Diary of the Second Addams Administration 16.

            The United States and China continued hammering each other in mid-April 2025.  Both countries raised their tariffs on each other (the US to 145 percent and China to 125 percent).  China barred is airlines from taking delivery of Boeing jets and its rare-earth and magnet producers from exporting to the United States; while the United States tightened the screws on AI technology exports to China.  The United States showed some interest in negotiating, but China wouldn’t bite.[1] 

            The incoherence of the Trump administration’s tariff policy with regard to the rest of the world flooded into the China policy.  President Donald Trump said that there would be no “carve-outs,” then crawfished again.  There would be only a 20 percent tariff on cell phones, laptops, and modems.  Then he crawfished again: new tariffs on electronics and semi-conductors would soon be announced. 

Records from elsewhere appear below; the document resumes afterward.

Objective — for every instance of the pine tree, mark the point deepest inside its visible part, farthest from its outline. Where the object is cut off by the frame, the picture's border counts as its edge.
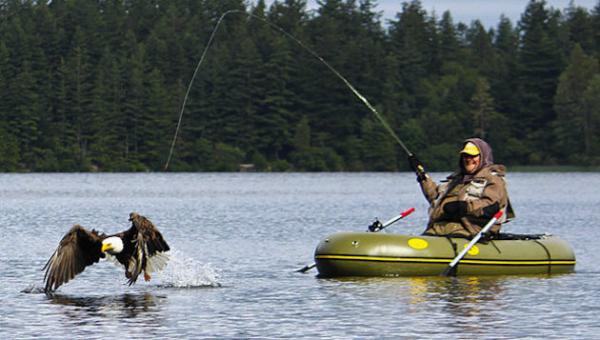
(573, 126)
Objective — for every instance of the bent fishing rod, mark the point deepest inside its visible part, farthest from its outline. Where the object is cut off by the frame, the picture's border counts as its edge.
(306, 48)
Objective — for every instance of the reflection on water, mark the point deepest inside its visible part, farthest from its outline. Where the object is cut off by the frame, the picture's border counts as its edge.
(89, 309)
(246, 233)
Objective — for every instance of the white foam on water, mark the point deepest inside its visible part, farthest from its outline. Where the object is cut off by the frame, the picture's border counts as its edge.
(185, 272)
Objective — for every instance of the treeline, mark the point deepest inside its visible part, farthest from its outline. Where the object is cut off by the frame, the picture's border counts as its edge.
(98, 85)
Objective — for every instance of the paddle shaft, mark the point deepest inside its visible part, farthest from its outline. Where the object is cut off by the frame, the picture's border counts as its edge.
(385, 225)
(450, 270)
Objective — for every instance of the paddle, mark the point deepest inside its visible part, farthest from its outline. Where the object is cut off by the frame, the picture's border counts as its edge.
(451, 270)
(375, 227)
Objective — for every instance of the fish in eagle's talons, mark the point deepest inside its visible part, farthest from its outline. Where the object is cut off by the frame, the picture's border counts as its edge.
(141, 248)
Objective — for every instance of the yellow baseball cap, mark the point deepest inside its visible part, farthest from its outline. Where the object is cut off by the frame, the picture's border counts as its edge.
(470, 149)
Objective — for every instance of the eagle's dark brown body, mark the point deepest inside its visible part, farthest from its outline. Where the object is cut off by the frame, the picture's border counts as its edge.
(142, 247)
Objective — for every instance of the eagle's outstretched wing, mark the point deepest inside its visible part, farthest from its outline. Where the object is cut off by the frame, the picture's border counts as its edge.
(78, 249)
(145, 248)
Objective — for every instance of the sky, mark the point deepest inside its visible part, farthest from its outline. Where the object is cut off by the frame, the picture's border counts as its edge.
(487, 11)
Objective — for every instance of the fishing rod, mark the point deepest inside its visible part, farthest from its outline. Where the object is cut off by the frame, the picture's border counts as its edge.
(374, 227)
(301, 44)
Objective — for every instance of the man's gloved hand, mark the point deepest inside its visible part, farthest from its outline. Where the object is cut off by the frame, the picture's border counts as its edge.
(491, 210)
(417, 167)
(455, 209)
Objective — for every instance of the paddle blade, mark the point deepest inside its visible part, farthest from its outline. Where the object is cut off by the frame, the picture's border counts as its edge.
(450, 271)
(407, 212)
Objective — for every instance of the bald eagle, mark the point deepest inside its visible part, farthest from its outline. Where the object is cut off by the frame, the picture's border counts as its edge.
(140, 248)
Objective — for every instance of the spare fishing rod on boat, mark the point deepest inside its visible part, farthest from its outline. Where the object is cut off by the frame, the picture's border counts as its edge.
(374, 227)
(451, 270)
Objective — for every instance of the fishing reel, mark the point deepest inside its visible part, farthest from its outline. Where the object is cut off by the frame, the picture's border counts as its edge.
(375, 226)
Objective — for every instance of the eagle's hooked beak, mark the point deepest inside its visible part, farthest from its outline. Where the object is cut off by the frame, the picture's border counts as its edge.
(106, 247)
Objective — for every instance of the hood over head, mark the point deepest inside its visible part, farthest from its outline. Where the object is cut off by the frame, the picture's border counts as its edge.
(485, 152)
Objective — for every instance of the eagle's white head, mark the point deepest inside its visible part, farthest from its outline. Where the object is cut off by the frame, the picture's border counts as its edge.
(112, 245)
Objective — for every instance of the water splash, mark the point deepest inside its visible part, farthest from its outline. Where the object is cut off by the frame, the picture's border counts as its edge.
(186, 272)
(33, 289)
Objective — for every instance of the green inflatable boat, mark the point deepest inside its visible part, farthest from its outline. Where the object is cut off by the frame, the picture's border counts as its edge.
(380, 254)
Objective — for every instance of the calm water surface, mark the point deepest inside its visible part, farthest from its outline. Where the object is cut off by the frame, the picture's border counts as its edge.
(237, 240)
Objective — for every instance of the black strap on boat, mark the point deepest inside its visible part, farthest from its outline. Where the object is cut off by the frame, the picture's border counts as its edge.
(453, 245)
(547, 253)
(495, 246)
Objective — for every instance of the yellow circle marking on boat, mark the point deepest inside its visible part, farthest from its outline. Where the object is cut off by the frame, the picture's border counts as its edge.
(418, 243)
(473, 251)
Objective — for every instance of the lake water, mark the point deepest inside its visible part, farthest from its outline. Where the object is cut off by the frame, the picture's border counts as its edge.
(237, 240)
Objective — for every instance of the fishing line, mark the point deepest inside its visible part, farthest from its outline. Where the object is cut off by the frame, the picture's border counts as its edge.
(309, 50)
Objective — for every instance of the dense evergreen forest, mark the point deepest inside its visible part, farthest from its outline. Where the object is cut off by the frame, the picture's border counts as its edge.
(98, 85)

            Regardless of their incoherence, the main point in the eyes of some critics lay in the pain that they inflict on ordinary Americans.  Tariffs will force up prices and disrupt supply-chains.  “Mom-and-pop shops that rely on Chinese imports” will suffer.[2]  “Mom-and-Pop!  Their lives of hard work and service to the local community wrecked by Trump’s tariffs!”  Well, actually, most of the Mom-and-Pop stores got destroyed decades ago by Walmart and Amazon.  This is just evoking a nostalgic image for lack of a good argument. 

            Other critics warned that the tariffs will just make China mad.  It will retaliate in ways that hurt Americans and America.  China can restrict exports (as with rare earths and high-end magnets); China can blacklist American firms, driving down their profits and the value of their stocks; China could sell off a part or all of its $760 billion in U.S. Treasury bonds. 

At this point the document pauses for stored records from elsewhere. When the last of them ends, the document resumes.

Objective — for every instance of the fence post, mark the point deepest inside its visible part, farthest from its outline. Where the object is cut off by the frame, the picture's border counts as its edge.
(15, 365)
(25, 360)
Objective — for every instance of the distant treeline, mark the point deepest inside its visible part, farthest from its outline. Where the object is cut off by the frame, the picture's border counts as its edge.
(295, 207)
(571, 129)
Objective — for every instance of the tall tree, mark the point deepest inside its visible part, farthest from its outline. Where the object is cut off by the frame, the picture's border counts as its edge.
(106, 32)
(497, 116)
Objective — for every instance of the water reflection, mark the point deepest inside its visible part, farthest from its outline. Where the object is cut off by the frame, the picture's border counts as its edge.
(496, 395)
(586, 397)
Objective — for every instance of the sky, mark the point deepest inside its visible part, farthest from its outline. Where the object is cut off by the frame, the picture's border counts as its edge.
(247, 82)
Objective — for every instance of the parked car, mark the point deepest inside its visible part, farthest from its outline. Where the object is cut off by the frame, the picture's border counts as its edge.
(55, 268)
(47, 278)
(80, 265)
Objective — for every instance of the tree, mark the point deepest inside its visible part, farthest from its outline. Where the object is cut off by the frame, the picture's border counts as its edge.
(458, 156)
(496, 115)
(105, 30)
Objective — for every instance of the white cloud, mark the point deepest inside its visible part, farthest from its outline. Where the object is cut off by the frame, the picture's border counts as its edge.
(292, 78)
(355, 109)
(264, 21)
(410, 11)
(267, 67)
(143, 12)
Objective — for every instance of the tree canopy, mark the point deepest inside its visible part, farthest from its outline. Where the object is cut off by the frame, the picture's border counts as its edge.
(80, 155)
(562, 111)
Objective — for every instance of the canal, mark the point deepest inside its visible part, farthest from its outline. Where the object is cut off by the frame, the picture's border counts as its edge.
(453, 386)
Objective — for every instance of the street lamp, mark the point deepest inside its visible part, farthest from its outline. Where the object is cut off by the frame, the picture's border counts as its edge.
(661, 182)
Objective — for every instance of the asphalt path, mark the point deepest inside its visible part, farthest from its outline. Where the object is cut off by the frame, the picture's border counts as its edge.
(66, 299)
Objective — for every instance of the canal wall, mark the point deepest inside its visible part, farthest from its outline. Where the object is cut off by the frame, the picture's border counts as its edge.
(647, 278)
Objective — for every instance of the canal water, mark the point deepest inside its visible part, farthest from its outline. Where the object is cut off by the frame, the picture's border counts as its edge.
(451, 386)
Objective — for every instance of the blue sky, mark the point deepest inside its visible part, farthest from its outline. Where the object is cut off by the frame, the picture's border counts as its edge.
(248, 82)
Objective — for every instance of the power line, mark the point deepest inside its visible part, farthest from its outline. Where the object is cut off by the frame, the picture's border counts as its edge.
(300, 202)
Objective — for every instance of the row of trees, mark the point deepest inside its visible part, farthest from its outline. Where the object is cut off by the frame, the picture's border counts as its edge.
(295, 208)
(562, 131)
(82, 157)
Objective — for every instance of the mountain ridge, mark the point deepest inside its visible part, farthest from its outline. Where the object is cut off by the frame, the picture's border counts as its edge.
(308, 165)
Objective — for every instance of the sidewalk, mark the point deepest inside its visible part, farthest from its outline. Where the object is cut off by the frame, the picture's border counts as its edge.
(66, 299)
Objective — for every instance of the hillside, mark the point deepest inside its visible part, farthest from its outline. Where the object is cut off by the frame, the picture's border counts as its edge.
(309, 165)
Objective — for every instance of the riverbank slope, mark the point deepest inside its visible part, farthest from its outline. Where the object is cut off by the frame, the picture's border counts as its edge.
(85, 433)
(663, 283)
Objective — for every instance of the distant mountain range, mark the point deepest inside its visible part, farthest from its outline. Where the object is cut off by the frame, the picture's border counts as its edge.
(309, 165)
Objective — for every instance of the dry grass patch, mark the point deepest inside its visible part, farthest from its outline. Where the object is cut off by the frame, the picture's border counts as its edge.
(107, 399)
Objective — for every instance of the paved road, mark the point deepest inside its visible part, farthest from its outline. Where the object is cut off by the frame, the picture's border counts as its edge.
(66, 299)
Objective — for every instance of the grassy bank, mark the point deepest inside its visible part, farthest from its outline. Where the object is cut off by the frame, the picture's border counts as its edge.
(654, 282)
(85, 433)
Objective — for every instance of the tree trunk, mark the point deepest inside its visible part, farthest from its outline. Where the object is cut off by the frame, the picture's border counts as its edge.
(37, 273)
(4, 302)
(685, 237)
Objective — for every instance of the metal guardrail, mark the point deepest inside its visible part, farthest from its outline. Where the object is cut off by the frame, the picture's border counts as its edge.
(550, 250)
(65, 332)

            They aren’t drawing the logical conclusion.  First, we’re very vulnerable to Chinese pressure and, to some degree, dependent upon Chinese good will to fend off disaster.  So we should make nice?  How about we remember the old adage that “If I owe you $100, then I have a problem; if I owe you $1 million then you have a problem”?    

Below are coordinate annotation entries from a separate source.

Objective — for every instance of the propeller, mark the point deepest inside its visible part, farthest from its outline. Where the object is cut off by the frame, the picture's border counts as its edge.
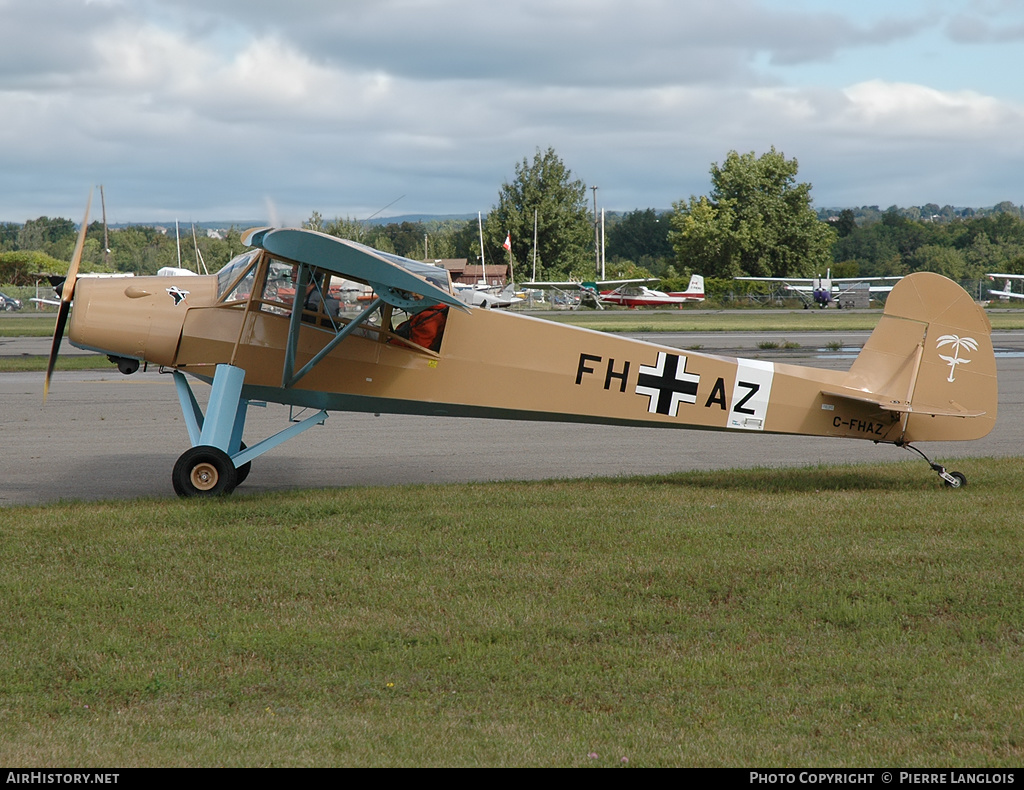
(67, 291)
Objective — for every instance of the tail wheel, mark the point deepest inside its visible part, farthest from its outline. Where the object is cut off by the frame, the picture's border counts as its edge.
(204, 471)
(961, 481)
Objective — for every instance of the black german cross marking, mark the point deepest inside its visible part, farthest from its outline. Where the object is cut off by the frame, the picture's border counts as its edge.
(668, 384)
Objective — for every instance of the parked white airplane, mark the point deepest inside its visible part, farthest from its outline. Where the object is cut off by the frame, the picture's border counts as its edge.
(1007, 293)
(823, 290)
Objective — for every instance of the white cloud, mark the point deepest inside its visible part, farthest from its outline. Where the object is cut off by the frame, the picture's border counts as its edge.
(179, 106)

            Rare earths and magnets are described as “critical to manufacturing everything from cars and planes to drones and weapons systems.” So we are dependent on our chief rival for these goods?  In case of open conflict, or even just tense bargaining over important issues, China could boycott their export to the United States?  With what effect on our ability to produce “cars and planes… drones and weapons systems”?  OK, suppose we got into a dispute not with China, but with China’s ally Russia?  I know that’s far-fetched, but give me some rope here.  Say Russia attacked Ukraine.  Would fear of China withholding key resources cause us to support Ukraine less fully than we could do and might want to do?  In any case, would it be a good idea to try to regain our technology industrial independence? 

            Second, the United States isn’t really hammering China with tariffs.  Almost alone and in his usual rabbity fashion, Donald Trump is hammering China.  Lots of right-thinking people are trying to distance themselves from a president engaged in a trade war with our deadly enemy in economy and international relations.  Who do you think Taiwan, South Korea, Japan, and Australia would want to win that one, if they have to choose?  Who would you choose? 


[1] “Trade war with China threatens U.S. economy,” The Week, 25 April 2025, p. 5.    

[2] New York Post, quoted in “Trade war with China threatens U.S. economy,” The Week, 25 April 2025, p. 5.